Molecular principles underlying aggressive cancers.

in Signal transduction and targeted therapy by Ruth Nussinov, Bengi Ruken Yavuz, Hyunbum Jang

TLDR

  • This review explores the principles underlying cancer aggressiveness on the molecular level and discusses scenarios for various cancers.
  • Aggressive tumors harbor oncogenic proteins, exhibit increased heterogeneity, plasticity, and drug resistance.

Abstract

Aggressive tumors pose ultra-challenges to drug resistance. Anti-cancer treatments are often unsuccessful, and single-cell technologies to rein drug resistance mechanisms are still fruitless. The National Cancer Institute defines aggressive cancers at the tissue level, describing them as those that spread rapidly, despite severe treatment. At the molecular, foundational level, the quantitative biophysics discipline defines aggressive cancers as harboring a large number of (overexpressed, or mutated) crucial signaling proteins in major proliferation pathways populating their active conformations, primed for their signal transduction roles. This comprehensive review explores highly aggressive cancers on the foundational and cell signaling levels, focusing on the differences between highly aggressive cancers and the more treatable ones. It showcases aggressive tumors as harboring massive, cancer-promoting, catalysis-primed oncogenic proteins, especially through certain overexpression scenarios, as predisposed aggressive tumor candidates. Our examples narrate strong activation of ERK1/2, and other oncogenic proteins, through malfunctioning chromatin and crosslinked signaling, and how they activate multiple proliferation pathways. They show the increased cancer heterogeneity, plasticity, and drug resistance. Our review formulates the principles underlying cancer aggressiveness on the molecular level, discusses scenarios, and describes drug regimen (single drugs and drug combinations) for PDAC, NSCLC, CRC, HCC, breast and prostate cancers, glioblastoma, neuroblastoma, and leukemia as examples. All show overexpression scenarios of master transcription factors, transcription factors with gene fusions, copy number alterations, dysregulation of the epigenetic codes and epithelial-to-mesenchymal transitions in aggressive tumors, as well as high mutation loads of vital upstream signaling regulators, such as EGFR, c-MET, and K-Ras, befitting these principles.

Overview

  • This review explores aggressive cancers on the foundational and cell signaling levels, focusing on the differences between highly aggressive cancers and the more treatable ones.
  • The review aims to formulate the principles underlying cancer aggressiveness on the molecular level and discuss scenarios for various cancers.
  • The National Cancer Institute defines aggressive cancers at the tissue level, describing them as those that spread rapidly, despite severe treatment.

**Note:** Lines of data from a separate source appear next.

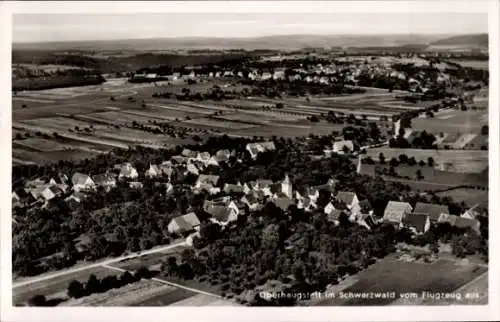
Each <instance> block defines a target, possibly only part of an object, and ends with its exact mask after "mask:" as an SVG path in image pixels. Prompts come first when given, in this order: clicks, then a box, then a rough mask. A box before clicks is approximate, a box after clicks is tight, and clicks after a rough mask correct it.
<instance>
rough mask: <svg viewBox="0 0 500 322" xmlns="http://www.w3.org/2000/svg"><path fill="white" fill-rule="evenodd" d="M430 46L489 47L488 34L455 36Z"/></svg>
mask: <svg viewBox="0 0 500 322" xmlns="http://www.w3.org/2000/svg"><path fill="white" fill-rule="evenodd" d="M430 45H433V46H447V45H452V46H456V45H472V46H478V47H488V34H476V35H464V36H453V37H448V38H444V39H440V40H437V41H434V42H431V43H430Z"/></svg>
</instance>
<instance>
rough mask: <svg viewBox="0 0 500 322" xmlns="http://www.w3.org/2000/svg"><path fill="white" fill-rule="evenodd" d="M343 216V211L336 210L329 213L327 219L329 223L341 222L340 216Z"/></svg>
mask: <svg viewBox="0 0 500 322" xmlns="http://www.w3.org/2000/svg"><path fill="white" fill-rule="evenodd" d="M341 214H342V210H339V209H334V210H333V211H332V212H331V213H329V214H328V215H327V216H326V219H327V220H328V221H335V220H339V218H340V215H341Z"/></svg>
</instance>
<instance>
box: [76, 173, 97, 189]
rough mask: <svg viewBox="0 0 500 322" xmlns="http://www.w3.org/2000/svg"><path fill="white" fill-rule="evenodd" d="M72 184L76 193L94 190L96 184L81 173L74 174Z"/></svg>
mask: <svg viewBox="0 0 500 322" xmlns="http://www.w3.org/2000/svg"><path fill="white" fill-rule="evenodd" d="M71 183H72V184H73V190H74V191H84V190H91V189H94V186H95V183H94V181H93V180H92V178H90V176H88V175H86V174H83V173H80V172H75V173H74V174H73V176H72V177H71Z"/></svg>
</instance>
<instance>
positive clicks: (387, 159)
mask: <svg viewBox="0 0 500 322" xmlns="http://www.w3.org/2000/svg"><path fill="white" fill-rule="evenodd" d="M380 153H383V154H384V156H385V159H386V160H387V161H389V160H390V159H391V158H393V157H394V158H398V157H399V156H400V155H401V154H406V156H408V157H409V158H410V157H415V159H416V160H417V162H418V161H420V160H423V161H427V158H429V157H432V158H433V159H434V163H435V164H436V166H437V167H439V166H441V165H443V166H445V168H448V169H447V171H451V172H468V173H480V172H482V171H484V170H485V169H486V167H487V166H488V151H481V150H421V149H395V148H394V149H393V148H375V149H368V150H367V151H366V156H370V157H371V158H372V159H373V160H378V157H379V154H380Z"/></svg>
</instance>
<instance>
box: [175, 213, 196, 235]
mask: <svg viewBox="0 0 500 322" xmlns="http://www.w3.org/2000/svg"><path fill="white" fill-rule="evenodd" d="M199 228H200V220H199V219H198V217H197V216H196V214H195V213H194V212H190V213H188V214H186V215H183V216H179V217H175V218H173V219H172V220H171V221H170V223H169V224H168V226H167V229H168V232H169V233H170V234H183V233H187V232H191V231H194V230H199Z"/></svg>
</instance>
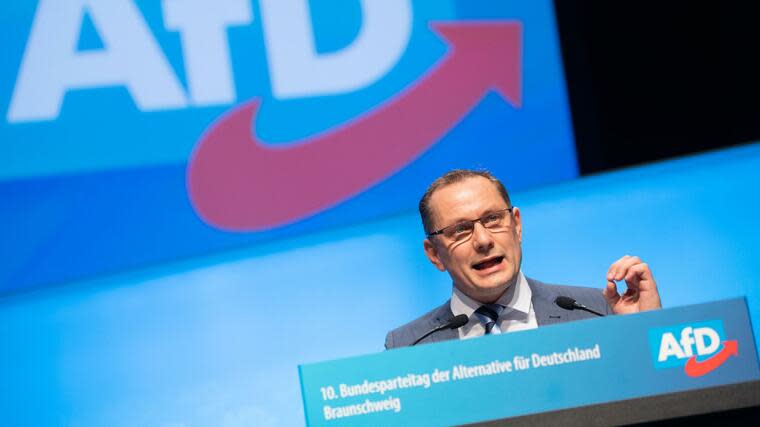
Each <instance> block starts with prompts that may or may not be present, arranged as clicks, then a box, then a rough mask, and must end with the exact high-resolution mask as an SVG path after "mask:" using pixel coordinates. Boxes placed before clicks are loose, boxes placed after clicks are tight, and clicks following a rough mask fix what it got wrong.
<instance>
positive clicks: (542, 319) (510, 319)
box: [385, 170, 661, 349]
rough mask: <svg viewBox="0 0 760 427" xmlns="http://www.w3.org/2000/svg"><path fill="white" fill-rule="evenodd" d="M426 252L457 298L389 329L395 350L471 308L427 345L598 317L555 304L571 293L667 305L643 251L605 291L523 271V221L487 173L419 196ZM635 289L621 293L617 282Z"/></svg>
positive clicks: (612, 280)
mask: <svg viewBox="0 0 760 427" xmlns="http://www.w3.org/2000/svg"><path fill="white" fill-rule="evenodd" d="M419 209H420V216H421V217H422V224H423V227H424V229H425V234H426V238H425V240H424V241H423V247H424V250H425V254H426V255H427V257H428V259H429V260H430V262H431V263H432V264H433V265H434V266H435V267H436V268H438V270H440V271H446V272H448V274H449V276H451V280H452V283H453V286H452V296H451V299H450V300H449V301H447V302H446V303H445V304H443V305H442V306H440V307H438V308H435V309H433V310H432V311H430V312H428V313H426V314H424V315H423V316H421V317H420V318H418V319H416V320H414V321H412V322H410V323H408V324H406V325H404V326H401V327H399V328H397V329H394V330H393V331H391V332H389V333H388V335H387V337H386V340H385V347H386V348H388V349H391V348H396V347H403V346H408V345H411V344H412V343H413V342H414V341H415V340H417V339H418V338H420V337H422V336H423V335H425V334H426V333H427V332H429V331H431V330H433V329H435V328H437V327H439V326H442V325H444V324H446V323H447V322H448V321H449V320H451V319H452V318H453V317H454V316H456V315H460V314H465V315H467V317H468V318H469V321H468V322H467V324H465V325H464V326H462V327H461V328H458V329H444V330H441V331H439V332H436V333H433V334H431V335H430V336H429V337H427V338H425V339H424V340H422V341H421V343H428V342H436V341H443V340H449V339H457V338H459V339H463V338H472V337H476V336H482V335H485V334H494V333H503V332H512V331H517V330H525V329H532V328H535V327H538V326H543V325H548V324H552V323H559V322H567V321H571V320H578V319H583V318H587V317H590V316H593V314H590V313H588V312H585V311H580V310H573V311H570V310H565V309H562V308H560V307H558V306H557V305H556V304H555V302H554V301H555V299H556V298H557V297H558V296H568V297H571V298H573V299H576V300H577V301H578V302H580V303H582V304H584V305H586V306H587V307H589V308H591V309H592V310H595V311H597V312H600V313H604V314H612V313H614V314H624V313H636V312H639V311H644V310H652V309H656V308H659V307H661V304H660V296H659V293H658V291H657V284H656V283H655V280H654V277H653V276H652V272H651V271H650V270H649V267H648V266H647V265H646V264H645V263H643V262H642V261H641V260H640V259H639V258H638V257H632V256H627V255H626V256H624V257H622V258H620V259H619V260H617V261H615V262H614V263H613V264H612V265H611V266H610V268H609V270H608V271H607V277H606V279H607V286H606V287H605V289H604V290H603V291H602V292H599V291H598V290H595V289H591V288H582V287H573V286H559V285H548V284H545V283H541V282H539V281H537V280H533V279H530V278H527V277H526V276H524V275H523V273H522V271H521V270H520V264H521V261H522V248H521V243H522V222H521V218H520V210H519V208H517V207H513V206H512V204H511V202H510V200H509V194H508V193H507V191H506V189H505V188H504V185H503V184H502V183H501V182H500V181H499V180H498V179H496V178H495V177H494V176H493V175H491V174H490V173H488V172H481V171H471V170H454V171H451V172H448V173H446V174H445V175H443V176H442V177H440V178H438V179H437V180H435V181H434V182H433V183H432V184H431V185H430V187H429V188H428V190H427V191H426V192H425V194H424V195H423V197H422V199H421V200H420V205H419ZM620 280H625V283H626V285H627V287H628V289H627V290H626V291H625V293H624V294H623V295H620V294H619V293H618V291H617V285H616V283H615V282H616V281H620Z"/></svg>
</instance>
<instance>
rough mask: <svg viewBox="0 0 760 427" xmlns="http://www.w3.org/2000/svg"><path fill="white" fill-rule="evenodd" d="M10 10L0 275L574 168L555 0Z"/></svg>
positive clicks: (5, 47)
mask: <svg viewBox="0 0 760 427" xmlns="http://www.w3.org/2000/svg"><path fill="white" fill-rule="evenodd" d="M2 9H3V13H2V18H1V19H2V24H3V25H2V30H0V31H2V33H3V40H4V41H3V51H4V59H3V62H2V63H0V76H1V77H2V79H0V113H2V114H0V196H1V197H2V200H3V201H4V203H3V204H2V206H0V219H1V220H2V225H0V231H1V232H2V235H3V236H4V238H3V239H2V243H0V255H1V256H2V258H3V259H4V262H3V263H2V265H1V266H0V292H6V291H12V290H19V289H24V288H31V287H39V286H45V285H49V284H55V283H61V282H66V281H70V280H74V279H79V278H84V277H89V276H92V275H96V274H102V273H107V272H113V271H117V270H122V269H125V268H133V267H139V266H143V265H147V264H151V263H156V262H163V261H167V260H172V259H177V258H181V257H186V256H193V255H199V254H203V253H207V252H209V251H217V250H223V249H228V248H234V247H239V246H242V245H250V244H253V243H256V242H261V241H266V240H271V239H273V238H278V237H284V236H290V235H295V234H298V233H304V232H310V231H315V230H320V229H327V228H330V227H335V226H338V225H344V224H350V223H355V222H361V221H367V220H371V219H374V218H379V217H382V216H386V215H390V214H394V213H398V212H404V211H409V210H412V209H414V207H415V205H416V202H417V199H418V197H419V195H420V194H421V193H422V192H423V191H424V188H425V186H426V185H427V184H428V183H429V182H430V181H431V180H432V179H433V178H435V177H436V176H438V175H439V174H440V173H441V172H443V171H445V170H447V169H449V168H453V167H475V168H487V169H490V170H492V171H493V172H494V173H496V174H497V175H498V176H500V177H502V178H504V179H505V181H506V182H507V184H508V186H509V187H510V189H512V190H516V189H518V190H519V189H524V188H528V187H532V186H537V185H541V184H547V183H551V182H556V181H559V180H563V179H568V178H573V177H575V176H577V167H576V160H575V151H574V147H573V139H572V130H571V126H570V118H569V113H568V110H567V100H566V94H565V88H564V79H563V73H562V67H561V62H560V55H559V47H558V41H557V35H556V29H555V25H554V16H553V11H552V7H551V2H549V1H540V2H529V3H526V2H517V1H514V2H512V1H506V2H499V3H498V4H494V3H493V2H480V1H435V2H432V1H409V0H351V1H349V0H346V1H339V2H335V1H307V0H289V1H283V0H259V1H249V0H223V1H216V2H206V1H202V0H187V1H182V0H163V1H145V2H138V1H133V0H65V1H61V0H42V1H39V2H32V1H29V2H9V3H7V4H4V5H3V6H2Z"/></svg>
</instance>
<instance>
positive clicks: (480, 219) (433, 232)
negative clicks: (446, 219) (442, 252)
mask: <svg viewBox="0 0 760 427" xmlns="http://www.w3.org/2000/svg"><path fill="white" fill-rule="evenodd" d="M514 208H515V207H514V206H512V207H509V208H505V209H499V210H498V211H493V212H488V213H487V214H485V215H483V216H481V217H480V218H478V219H467V220H463V221H459V222H457V223H456V224H451V225H448V226H446V227H443V228H441V229H440V230H436V231H433V232H431V233H428V234H426V235H425V236H426V237H427V238H428V239H429V238H431V237H433V236H439V235H441V234H443V233H444V232H445V231H446V230H448V229H449V228H451V227H456V226H458V225H460V224H462V223H465V222H469V223H471V224H472V228H473V230H474V229H475V223H476V222H479V223H480V225H482V226H483V227H485V228H486V229H488V227H486V226H485V225H483V220H484V219H486V217H488V216H489V215H493V214H495V213H501V212H509V214H510V215H511V214H512V210H513V209H514Z"/></svg>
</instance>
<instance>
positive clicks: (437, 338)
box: [424, 300, 459, 342]
mask: <svg viewBox="0 0 760 427" xmlns="http://www.w3.org/2000/svg"><path fill="white" fill-rule="evenodd" d="M452 317H454V313H452V312H451V301H450V300H449V301H446V304H443V305H442V306H440V307H439V308H438V309H437V310H436V311H435V312H434V313H433V315H432V316H431V317H430V322H429V325H428V326H429V327H430V329H435V328H437V327H439V326H441V325H443V324H444V323H446V322H448V321H449V319H451V318H452ZM458 338H459V331H458V330H457V329H444V330H442V331H438V332H436V333H434V334H433V335H431V336H430V337H428V338H426V339H425V340H424V341H428V342H439V341H448V340H455V339H458Z"/></svg>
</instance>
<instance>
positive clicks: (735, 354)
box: [723, 340, 739, 356]
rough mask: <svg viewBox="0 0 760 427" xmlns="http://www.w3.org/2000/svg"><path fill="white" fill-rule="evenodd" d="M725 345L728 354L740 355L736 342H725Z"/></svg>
mask: <svg viewBox="0 0 760 427" xmlns="http://www.w3.org/2000/svg"><path fill="white" fill-rule="evenodd" d="M723 345H724V346H725V348H726V350H725V351H726V353H728V354H729V355H730V356H738V355H739V343H738V342H737V341H736V340H731V341H723Z"/></svg>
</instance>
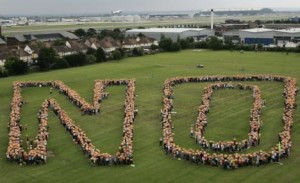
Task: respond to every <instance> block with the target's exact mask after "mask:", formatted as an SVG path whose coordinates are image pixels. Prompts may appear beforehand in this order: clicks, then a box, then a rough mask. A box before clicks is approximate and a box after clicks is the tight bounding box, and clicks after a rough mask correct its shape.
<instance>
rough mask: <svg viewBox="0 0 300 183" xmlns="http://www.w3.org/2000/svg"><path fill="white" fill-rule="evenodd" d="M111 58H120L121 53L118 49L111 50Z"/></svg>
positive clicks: (121, 58)
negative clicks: (112, 50)
mask: <svg viewBox="0 0 300 183" xmlns="http://www.w3.org/2000/svg"><path fill="white" fill-rule="evenodd" d="M112 58H113V59H114V60H121V59H122V54H121V52H120V51H119V50H115V51H113V53H112Z"/></svg>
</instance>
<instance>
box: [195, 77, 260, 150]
mask: <svg viewBox="0 0 300 183" xmlns="http://www.w3.org/2000/svg"><path fill="white" fill-rule="evenodd" d="M235 88H237V89H240V90H251V91H253V100H254V101H253V108H252V109H251V111H250V124H249V128H250V132H249V134H248V138H247V139H243V140H242V141H241V142H237V141H236V139H233V140H232V141H225V142H221V141H219V142H215V141H212V140H210V141H209V140H207V139H206V138H205V137H204V131H205V128H206V127H207V122H208V120H207V114H208V113H209V110H210V100H211V97H212V94H213V91H214V90H217V89H235ZM262 103H263V102H262V98H261V95H260V90H259V87H258V86H256V85H253V86H251V85H243V84H237V85H233V84H232V83H217V84H216V83H215V84H209V85H208V86H207V87H205V88H204V94H203V95H202V103H201V105H200V107H199V108H198V117H197V120H196V122H195V126H196V127H195V134H194V135H193V138H195V140H196V142H197V143H198V144H199V145H200V146H201V147H203V148H204V149H207V148H209V149H211V150H213V151H222V152H241V151H244V150H246V149H248V148H249V147H251V146H256V145H258V144H259V142H260V133H259V131H260V115H261V109H262ZM192 130H193V129H192Z"/></svg>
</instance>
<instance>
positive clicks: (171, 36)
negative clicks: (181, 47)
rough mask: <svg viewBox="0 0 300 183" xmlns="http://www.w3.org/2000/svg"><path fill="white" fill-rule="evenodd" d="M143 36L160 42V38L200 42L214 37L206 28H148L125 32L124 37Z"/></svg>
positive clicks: (212, 34)
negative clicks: (124, 34)
mask: <svg viewBox="0 0 300 183" xmlns="http://www.w3.org/2000/svg"><path fill="white" fill-rule="evenodd" d="M140 33H141V34H143V35H145V36H146V37H150V38H153V39H156V40H158V41H160V38H161V36H162V35H163V36H165V37H166V38H171V39H172V40H173V41H176V40H177V39H178V37H180V39H185V38H194V39H195V40H201V39H204V38H207V37H209V36H213V35H214V30H211V29H206V28H149V29H132V30H127V31H126V32H125V36H138V34H140Z"/></svg>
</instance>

Comparative Analysis & Findings

  • Aggressive tumors harbor massive, cancer-promoting, catalysis-primed oncogenic proteins, especially through certain overexpression scenarios as predisposed aggressive tumor candidates.
  • Examples show strong activation of ERK1/2, and other oncogenic proteins, through malfunctioning chromatin and crosslinked signaling, and how they activate multiple proliferation pathways.
  • Highly aggressive cancers exhibit increased cancer heterogeneity, plasticity, and drug resistance compared to more treatable cancers.

Implications and Future Directions

  • Understanding the mechanisms underlying cancer aggressiveness on the molecular level can inform the development of targeted therapies for various cancers.
  • Future research should focus on identifying specific biomarkers for aggressive cancers and developing drug regimens to overcome drug resistance.
  • Computational models and single-cell technologies can be used to study cancer aggressiveness and develop personalized treatments.